The current EAC specification foresees a certificate lifetime of several days. The two conditions above will result in an intensive traffic of certificate updates.

A problem acknowledged by the EAC specification is the fact that e-passports have no concept of time. Since the RFID chips are not powered in between sessions, they do not have a reliable source of time. To solve this problem, an e-passport could remember the effective (starting) date of validated certificates, and consider this as the current date. This could potentially lead to denial-of-service problems: if an e-passport accepts an inspection system’s certificate whose effective date has not yet arrived, it may reject a subsequent inspection system certificate that is still valid. To avoid this problem the specification proposes to use only certificates of trusted domestic terminals for date synchronization.

Although date synchronization based on domestic certificate effective dates would give the e-passport a rough indication of the current date this mechanism leaves a risk for some users. Infrequent users of e-passports and users being abroad for a long time will experience that their e-passport date is lagging behind significantly. For example, if an e-passport has validated a domestic EAC capable terminal 6 months ago, it will reveal sensitive data to any rogue terminal stolen over this period.

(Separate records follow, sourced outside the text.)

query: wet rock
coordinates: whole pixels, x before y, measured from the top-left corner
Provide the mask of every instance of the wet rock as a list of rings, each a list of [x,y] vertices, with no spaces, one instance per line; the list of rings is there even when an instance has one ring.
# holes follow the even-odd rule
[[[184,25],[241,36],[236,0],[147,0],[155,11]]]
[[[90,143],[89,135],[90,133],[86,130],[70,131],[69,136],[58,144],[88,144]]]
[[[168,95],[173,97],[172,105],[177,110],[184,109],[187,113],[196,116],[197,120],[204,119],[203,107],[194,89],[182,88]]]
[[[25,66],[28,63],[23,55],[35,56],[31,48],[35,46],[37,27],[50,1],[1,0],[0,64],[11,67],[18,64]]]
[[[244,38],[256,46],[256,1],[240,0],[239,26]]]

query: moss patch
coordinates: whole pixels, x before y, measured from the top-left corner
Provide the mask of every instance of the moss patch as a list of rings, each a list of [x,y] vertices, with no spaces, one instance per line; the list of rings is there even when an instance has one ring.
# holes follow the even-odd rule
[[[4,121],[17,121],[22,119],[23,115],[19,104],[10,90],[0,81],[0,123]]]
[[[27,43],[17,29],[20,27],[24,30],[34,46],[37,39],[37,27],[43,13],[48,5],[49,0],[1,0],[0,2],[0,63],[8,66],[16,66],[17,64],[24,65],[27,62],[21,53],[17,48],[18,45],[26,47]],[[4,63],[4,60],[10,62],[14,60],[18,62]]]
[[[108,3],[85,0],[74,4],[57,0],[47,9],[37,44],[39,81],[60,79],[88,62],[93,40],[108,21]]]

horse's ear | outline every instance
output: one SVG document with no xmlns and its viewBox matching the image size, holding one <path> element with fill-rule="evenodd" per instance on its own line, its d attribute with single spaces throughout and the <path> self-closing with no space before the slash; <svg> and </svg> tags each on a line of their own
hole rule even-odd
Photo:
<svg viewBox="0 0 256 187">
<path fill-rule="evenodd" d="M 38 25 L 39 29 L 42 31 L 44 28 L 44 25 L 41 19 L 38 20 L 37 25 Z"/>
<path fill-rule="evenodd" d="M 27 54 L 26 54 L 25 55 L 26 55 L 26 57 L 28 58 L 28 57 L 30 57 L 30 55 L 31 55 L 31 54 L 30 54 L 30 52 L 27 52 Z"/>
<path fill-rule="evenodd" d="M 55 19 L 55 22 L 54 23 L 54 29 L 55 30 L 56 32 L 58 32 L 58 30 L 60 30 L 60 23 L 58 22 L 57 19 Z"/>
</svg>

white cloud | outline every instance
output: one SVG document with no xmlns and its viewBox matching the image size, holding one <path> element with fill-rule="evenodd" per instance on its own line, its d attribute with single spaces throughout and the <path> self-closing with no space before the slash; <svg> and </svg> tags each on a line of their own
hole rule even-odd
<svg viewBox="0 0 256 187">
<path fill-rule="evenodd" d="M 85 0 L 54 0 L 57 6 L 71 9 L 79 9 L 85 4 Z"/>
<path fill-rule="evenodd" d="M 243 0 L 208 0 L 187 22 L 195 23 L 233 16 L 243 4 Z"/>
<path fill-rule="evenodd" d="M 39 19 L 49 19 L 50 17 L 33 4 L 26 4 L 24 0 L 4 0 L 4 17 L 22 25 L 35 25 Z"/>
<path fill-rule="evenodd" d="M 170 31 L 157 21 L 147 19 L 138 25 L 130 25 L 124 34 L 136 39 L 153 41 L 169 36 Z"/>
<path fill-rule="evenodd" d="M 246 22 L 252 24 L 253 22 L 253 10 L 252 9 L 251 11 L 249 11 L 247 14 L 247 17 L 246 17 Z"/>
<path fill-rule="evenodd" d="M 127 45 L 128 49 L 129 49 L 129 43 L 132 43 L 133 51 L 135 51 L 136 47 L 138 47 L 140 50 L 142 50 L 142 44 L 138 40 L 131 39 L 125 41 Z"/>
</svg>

The above problem could be alleviated by using a different date synchronization method. Instead of using effective dates of inspection system certificates we would use a separate source of time. For this ICAO, or another global Certification Authority, should issue date certificates on a daily basis, and inspection systems should load and update their date certificates frequently. A passport could then use the date certificates signed by a trusted party to get a reliable, and more accurate, source of time. This approach could be better since we can also synchronize on foreign systems and we could use the current date in stead of the inspection system certificate effective date.

With respect to EAC and biometrics several practical and standardization issues are yet to be resolved. Although EAC, in its current specification, offers strong benefits over the simpler BAC it is certainly not a panacea, and there is room for improvement. Nevertheless, migration to biometrics in e-passports is needed to effectively combat look-alike fraud.

The global introduction of electronic passports delivered a first generation of e-passports that support digital signatures for document authentication. The system builds on the newest technology, and a high level of expertise is needed for a secure implementation and configuration of both the e-passports and the inspection systems. The technology got increasingly complex with the decision to use contactless RFID technology. Additional security measures were introduced as a result of privacy concerns. But these measures appear to offer limited privacy protection at the cost of procedural and technological complexity.

The next generation e-passports will include biometrics and Extended Access Control (EAC). The standardization of these features is unfinished and could still be improved. Future e-passports, using all security features, will offer strong fraud protection:

  • Passport forgery is more difficult with an e-passport that supports active authentication.
  • Look-alike fraud is more difficult with an e-passport that supports biometrics.

This level of security can only be reached if all passports implement these features; otherwise fraudsters can fall back to less advanced or legacy passports. Therefore it is important for ICAO to finalize the EAC standardization, and for issuing countries to continue the migration process and enhance their passports with biometrics.